Japanese Company Set to be the First Commercial Mission to the Moon
Repreesentational use only.Image Courtesy: Wikimedia Commons
New Delhi: A Japanese company, Ispace’s lunar craft is ready to become the first private commercial mission to moon. The M1 lander of Ispace has been scheduled to launch around the 22nd of November from Florida’s Cape Canaveral.
The lander, among other things, will carry Moon rovers for the United Arab Emirates (UAE) and JAXA, the Japanese Space Agency. This appears to be a joint project and if successful then it would mark the first voyage onto the Moon’s surface of both countries. It is worth recalling at this point that only the United States of America (USA), China and the Soviet Union have successfully landed on the lunar surface till now.

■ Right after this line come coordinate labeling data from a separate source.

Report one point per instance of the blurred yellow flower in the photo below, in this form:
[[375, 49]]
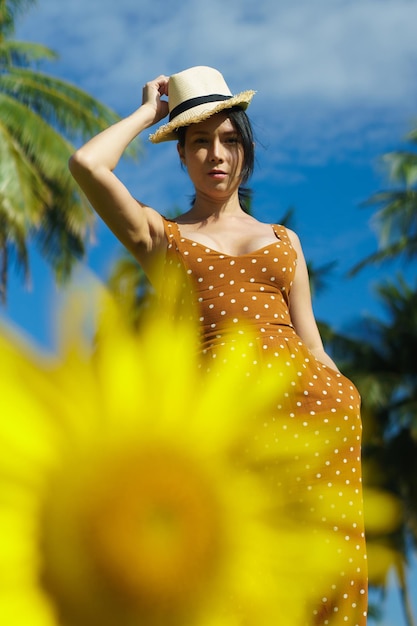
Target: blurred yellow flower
[[126, 493]]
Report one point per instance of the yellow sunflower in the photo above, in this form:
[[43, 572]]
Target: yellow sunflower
[[125, 494]]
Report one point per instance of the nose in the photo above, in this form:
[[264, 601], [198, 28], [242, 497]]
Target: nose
[[216, 154]]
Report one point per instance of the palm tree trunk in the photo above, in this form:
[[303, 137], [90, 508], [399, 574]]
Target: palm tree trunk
[[405, 599]]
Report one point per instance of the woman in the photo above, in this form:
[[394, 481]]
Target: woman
[[243, 270]]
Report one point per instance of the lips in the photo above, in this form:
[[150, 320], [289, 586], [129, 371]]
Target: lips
[[217, 174]]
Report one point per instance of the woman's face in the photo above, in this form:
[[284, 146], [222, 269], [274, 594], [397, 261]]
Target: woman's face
[[213, 155]]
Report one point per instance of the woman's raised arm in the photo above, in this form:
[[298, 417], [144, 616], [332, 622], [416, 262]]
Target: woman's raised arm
[[136, 225]]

The M1 lander is a part of the Hakuto-R programme of Ispace and shall be launched on a rocket manufactured by another space company SpaceX, based in the USA. The lunar craft will take a winding route to Moon and supposedly land there towards the end of March 2023 or early April. However, the probable dates may vary depending on the launch date. This implies that Ispace's mission could be overtaken by others set to be launched in 2023, in terms of landing on the Moon.
Two other lenders that are supported by the National Aeronautics and Space Administration (NASA) are planned to be launched early next year and they will take a more straight route unlike the winding one by Ispace’s project. The first mission by the US firm Intuitive Machines is scheduled to be launched in March 2023 and it may take only six days to reach the Moon. Much like an actual race, lunar crafts will be racing to reach the Moon first.
Lunar missions are increasing as scientists and private players have found a renewed interest in it and the Moon becoming a popular space destination. Experts opine that the entire system will ultimately aim for harvesting lunar water, which, some companies believe can be used in producing rocket fuel which concomitantly will make solar exploration cheaper. “The success of the missions by Ispace and other firms will be a huge and important step to developing the lunar ecosystem,” commented Ryo Ujiie in a statement who is the chief technical officer at Ispace. However, it is worth mentioning that success in landing over the Lunar surface is far from assured. We know what happened with the first private mission of attempting a lunar landing, which is Israel’s Beresheet craft. This maiden mission crashed on the Moon back in 2019.
The current mission of M1 will make a journey of four months, where it will use the gravitational pull of the Earth and the Sun in order to guide the craft to the Moon. The positive side of this strategy is that it uses less propellant than those taking a direct route. However, the actual money involved in the mission has not been disclosed by Ispace.
Once the lander reaches the Moon, it will start orbiting in an elliptical trajectory in order to get closer to the surface. Hereafter a fully automated landing will be attempted involving brake and other automated adjustments for a soft landing.
The mission aims to land at the Atlas crater, which, experts opine is the riskiest part of the entire journey. Commenting on it, Hamad Al Marzooqi, the project manager of the Rashid rover of UAE and built by the Mohammed Bin Rashid Space Centre, Dubai, said, “We sometimes say that it’s fifty-fifty whether the landing will be successful. Anything can go wrong.” This site was chosen with the hope that it would be relatively less risky as this site is free of boulders and mostly flat.
This mission will also contain a rover. In a space mission, the lander is used for landing on the surface of the celestial body and the rover is purposed to move around the surface after the landing is successful. Ispace’s mission uses a tiny rover—about 50 centimetres and a weight of only 10 kilograms. The tiny rover will be guided by an Artificial Intelligence (AI) algorithm and is hoped to identify features of the lunar terrain.
The rover contains instruments containing Langmuir probes that will map the temperature and density of the charged particles affecting the movement of dust across the lunar surface. In addition, the rover will also contain four cameras. The cameras will observe the surface environment and also the lunar soil- known as regolith, as well as analyse the geological features of the landing site.